The Consumer Council for Water (CCW) developed a strategy to put the voice of the consumer at the heart of everything they do when resolving complaints from water companies.

CCW had previously used a customer journey map to navigate customer complaints to resolution, but believed that tailoring the customer journey to the needs of different customer groups and complaint types would result in higher satisfaction with its complaint handling.

What we did

We used a three-phase approach.

Pre-interviews: analysis on existing data to define sample frame and steer depth interviews

We ran a project initiation workshop where CCW outlined the different areas of customer complaints they help to resolve, and the current customer journey. We spent time on site with the customer service agents responsible for liaising with customers to understand first hand current customer touch points, processes and any barriers.

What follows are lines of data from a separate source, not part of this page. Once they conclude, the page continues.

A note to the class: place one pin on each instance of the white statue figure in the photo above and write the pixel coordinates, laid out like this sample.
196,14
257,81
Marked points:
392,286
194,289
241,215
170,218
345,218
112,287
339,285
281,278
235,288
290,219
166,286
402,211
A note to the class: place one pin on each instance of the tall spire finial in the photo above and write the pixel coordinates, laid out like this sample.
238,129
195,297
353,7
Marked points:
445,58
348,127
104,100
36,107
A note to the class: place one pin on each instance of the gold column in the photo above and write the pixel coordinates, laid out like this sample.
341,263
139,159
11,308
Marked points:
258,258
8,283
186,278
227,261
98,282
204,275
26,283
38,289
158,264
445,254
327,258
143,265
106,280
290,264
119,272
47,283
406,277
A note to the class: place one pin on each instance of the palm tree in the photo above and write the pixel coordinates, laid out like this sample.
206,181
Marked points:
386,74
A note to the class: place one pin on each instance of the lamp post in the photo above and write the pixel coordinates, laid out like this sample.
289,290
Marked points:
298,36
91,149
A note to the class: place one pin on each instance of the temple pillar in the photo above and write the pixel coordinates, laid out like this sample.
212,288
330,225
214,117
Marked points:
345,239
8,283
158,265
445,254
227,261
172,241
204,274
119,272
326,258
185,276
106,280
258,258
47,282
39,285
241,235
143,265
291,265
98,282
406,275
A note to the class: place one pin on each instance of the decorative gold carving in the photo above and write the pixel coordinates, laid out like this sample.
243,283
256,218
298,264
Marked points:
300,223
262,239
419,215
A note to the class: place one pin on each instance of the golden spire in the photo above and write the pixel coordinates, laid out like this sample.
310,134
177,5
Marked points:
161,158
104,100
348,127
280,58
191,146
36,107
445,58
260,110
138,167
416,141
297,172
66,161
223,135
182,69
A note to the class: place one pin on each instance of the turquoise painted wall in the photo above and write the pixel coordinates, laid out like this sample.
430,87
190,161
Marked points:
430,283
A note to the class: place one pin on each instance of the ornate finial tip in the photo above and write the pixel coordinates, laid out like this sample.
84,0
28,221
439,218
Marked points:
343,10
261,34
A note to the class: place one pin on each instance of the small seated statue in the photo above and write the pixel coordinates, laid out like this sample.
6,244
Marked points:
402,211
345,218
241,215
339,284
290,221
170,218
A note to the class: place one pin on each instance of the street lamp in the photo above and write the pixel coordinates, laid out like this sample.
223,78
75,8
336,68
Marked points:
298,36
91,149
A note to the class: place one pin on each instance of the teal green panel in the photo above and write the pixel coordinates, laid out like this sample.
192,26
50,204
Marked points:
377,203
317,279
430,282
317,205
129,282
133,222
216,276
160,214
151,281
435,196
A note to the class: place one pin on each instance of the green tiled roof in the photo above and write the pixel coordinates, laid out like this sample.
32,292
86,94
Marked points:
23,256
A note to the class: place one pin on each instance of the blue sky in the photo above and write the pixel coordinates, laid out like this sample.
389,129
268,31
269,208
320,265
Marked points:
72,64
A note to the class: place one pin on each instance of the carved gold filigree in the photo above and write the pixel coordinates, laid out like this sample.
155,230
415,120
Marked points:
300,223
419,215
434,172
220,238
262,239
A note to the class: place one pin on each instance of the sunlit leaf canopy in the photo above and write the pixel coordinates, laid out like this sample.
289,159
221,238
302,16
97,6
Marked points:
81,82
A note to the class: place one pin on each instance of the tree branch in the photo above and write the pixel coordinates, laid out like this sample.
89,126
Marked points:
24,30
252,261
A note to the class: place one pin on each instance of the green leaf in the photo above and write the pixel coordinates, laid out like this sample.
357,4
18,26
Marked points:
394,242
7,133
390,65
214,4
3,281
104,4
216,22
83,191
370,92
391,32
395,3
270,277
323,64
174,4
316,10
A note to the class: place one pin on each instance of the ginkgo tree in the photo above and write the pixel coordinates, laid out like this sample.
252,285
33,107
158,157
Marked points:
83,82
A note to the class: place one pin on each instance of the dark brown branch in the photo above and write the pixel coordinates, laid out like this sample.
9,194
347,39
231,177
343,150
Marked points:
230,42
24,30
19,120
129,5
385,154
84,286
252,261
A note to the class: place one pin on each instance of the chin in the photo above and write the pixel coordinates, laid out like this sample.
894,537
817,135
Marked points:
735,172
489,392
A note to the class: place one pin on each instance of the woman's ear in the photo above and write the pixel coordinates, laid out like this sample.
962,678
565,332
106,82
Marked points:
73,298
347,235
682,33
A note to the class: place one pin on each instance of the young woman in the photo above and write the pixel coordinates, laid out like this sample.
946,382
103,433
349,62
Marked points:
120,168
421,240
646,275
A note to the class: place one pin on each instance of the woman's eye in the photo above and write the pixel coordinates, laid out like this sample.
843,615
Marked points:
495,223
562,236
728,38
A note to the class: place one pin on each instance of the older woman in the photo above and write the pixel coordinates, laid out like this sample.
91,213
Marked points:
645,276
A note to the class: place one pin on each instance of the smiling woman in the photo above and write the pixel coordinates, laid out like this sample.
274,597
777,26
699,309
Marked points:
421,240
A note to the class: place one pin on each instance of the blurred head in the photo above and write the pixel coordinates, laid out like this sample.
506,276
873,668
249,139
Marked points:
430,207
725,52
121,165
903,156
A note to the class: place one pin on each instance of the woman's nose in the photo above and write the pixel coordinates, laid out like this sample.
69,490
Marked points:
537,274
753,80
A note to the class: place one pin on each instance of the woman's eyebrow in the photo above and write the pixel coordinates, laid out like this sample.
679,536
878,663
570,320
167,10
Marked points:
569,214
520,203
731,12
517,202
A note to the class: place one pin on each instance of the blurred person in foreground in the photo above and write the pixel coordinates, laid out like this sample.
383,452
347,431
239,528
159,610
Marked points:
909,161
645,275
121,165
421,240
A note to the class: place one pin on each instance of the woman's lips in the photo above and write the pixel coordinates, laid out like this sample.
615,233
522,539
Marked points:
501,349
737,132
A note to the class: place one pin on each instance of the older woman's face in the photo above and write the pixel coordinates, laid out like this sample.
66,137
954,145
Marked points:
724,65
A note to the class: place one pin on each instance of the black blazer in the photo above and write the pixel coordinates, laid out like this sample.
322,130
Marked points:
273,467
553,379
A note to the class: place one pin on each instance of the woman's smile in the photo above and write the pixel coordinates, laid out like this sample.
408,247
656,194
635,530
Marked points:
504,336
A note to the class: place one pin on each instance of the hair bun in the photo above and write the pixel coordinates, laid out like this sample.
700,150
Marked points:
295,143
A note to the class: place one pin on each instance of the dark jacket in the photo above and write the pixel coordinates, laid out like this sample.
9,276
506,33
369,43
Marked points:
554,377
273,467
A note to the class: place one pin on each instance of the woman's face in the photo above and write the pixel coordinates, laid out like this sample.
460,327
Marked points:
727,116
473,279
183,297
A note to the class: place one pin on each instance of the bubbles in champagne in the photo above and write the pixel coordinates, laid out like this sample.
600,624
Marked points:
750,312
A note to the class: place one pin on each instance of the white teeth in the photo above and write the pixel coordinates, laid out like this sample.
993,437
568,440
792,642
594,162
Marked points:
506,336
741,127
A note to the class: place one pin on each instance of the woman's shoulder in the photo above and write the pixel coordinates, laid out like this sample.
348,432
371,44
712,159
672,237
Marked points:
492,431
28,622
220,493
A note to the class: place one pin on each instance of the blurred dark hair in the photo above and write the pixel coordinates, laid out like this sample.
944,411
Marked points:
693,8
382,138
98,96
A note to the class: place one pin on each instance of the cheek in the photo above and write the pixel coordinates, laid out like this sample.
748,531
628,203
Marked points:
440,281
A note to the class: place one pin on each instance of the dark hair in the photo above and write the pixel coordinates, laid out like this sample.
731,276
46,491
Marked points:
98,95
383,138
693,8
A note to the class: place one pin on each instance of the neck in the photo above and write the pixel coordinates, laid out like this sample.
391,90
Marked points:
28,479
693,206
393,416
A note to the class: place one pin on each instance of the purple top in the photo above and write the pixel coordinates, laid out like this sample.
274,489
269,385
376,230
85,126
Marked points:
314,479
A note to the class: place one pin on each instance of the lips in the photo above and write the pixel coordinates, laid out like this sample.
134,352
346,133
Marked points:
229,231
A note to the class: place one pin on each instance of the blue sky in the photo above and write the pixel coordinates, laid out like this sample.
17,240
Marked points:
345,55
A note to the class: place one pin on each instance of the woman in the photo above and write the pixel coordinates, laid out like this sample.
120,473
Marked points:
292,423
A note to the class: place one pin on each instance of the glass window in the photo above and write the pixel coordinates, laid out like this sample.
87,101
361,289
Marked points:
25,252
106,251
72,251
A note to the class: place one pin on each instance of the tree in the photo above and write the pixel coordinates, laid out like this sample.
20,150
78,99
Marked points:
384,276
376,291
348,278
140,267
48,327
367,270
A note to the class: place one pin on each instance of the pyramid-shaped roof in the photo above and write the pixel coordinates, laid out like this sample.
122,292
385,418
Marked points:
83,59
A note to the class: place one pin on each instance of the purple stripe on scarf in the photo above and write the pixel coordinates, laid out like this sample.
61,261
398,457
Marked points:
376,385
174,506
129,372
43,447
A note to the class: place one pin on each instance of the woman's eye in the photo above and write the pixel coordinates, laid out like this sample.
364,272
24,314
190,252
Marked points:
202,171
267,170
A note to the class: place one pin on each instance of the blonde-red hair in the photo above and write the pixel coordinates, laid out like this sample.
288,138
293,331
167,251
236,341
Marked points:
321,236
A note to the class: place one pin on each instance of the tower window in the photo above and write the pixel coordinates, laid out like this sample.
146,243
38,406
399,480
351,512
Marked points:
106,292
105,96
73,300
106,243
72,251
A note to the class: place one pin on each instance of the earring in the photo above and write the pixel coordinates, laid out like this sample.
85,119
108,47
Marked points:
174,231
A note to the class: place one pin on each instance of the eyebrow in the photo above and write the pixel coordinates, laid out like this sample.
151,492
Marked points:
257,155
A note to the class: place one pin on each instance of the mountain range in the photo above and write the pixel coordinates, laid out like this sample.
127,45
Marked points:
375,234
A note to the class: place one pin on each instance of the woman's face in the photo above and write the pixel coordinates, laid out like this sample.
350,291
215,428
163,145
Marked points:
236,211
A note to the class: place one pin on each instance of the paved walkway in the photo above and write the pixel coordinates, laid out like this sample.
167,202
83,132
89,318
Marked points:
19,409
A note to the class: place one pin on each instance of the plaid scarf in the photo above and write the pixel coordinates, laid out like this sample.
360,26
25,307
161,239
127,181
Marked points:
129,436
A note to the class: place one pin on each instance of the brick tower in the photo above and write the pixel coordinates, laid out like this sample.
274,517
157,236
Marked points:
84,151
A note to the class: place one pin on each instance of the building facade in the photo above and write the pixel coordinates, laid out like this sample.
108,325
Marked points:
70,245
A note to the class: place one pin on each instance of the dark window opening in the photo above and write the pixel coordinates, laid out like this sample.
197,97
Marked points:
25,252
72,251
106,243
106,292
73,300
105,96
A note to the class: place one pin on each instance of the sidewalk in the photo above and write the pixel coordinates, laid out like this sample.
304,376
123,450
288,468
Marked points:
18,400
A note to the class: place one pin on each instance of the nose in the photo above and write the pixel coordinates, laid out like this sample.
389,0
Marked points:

We then conducted quantitative analysis of CCW Customer Satisfaction data from 2017-2019 to gain a picture of the various customer journeys and segments. Five different segments for specific customer journeys were identified using CHAID and segmentation techniques. The CHAID analysis identified, for each segment, the areas which maximise satisfaction. These findings were shared with CCW in a workshop, and the topics for further exploration in the depth interviews co-created by Impact and CCW.

Depth interviews: semi-structured questioning and fusion with analysis

The customer segments developed in Phase 1 were appended to CCW’s resolved complaint sample (from the past 6 months) to explore the customer segments qualitatively in depth and to confirm that the segments identified were roughly following the customer journey identified. 75 semi-structured telephone interviews were conducted to understand best fit and attain extra journey information such as relative importance of touch points. Interviews were equally split into household and non-household, and included a range of customers in vulnerable circumstances.

Practical application

Finally, both phases were analysed together to build specific customer journeys for the front line staff to follow to increase customer satisfaction. A segmentation algorithm was also developed.

Outcome

Five different customer segments were identified, and tailored customer journey maps produced that highlight how to best meet customer needs at each stage of their journey, with specific actions that CCW employees can implement to increase customer satisfaction.

Impact derived an algorithm to quickly identify segment membership and the appropriate customer journey at point of first contact. This enables CCW to direct cases down the appropriate route, maximising satisfaction potential.

Impact co-presented Phase 1 findings at the CCW Research Conference in Birmingham in January 2020. CCW are currently integrating the journey maps into their CX systems and the resulting impact on satisfaction will be carefully monitored.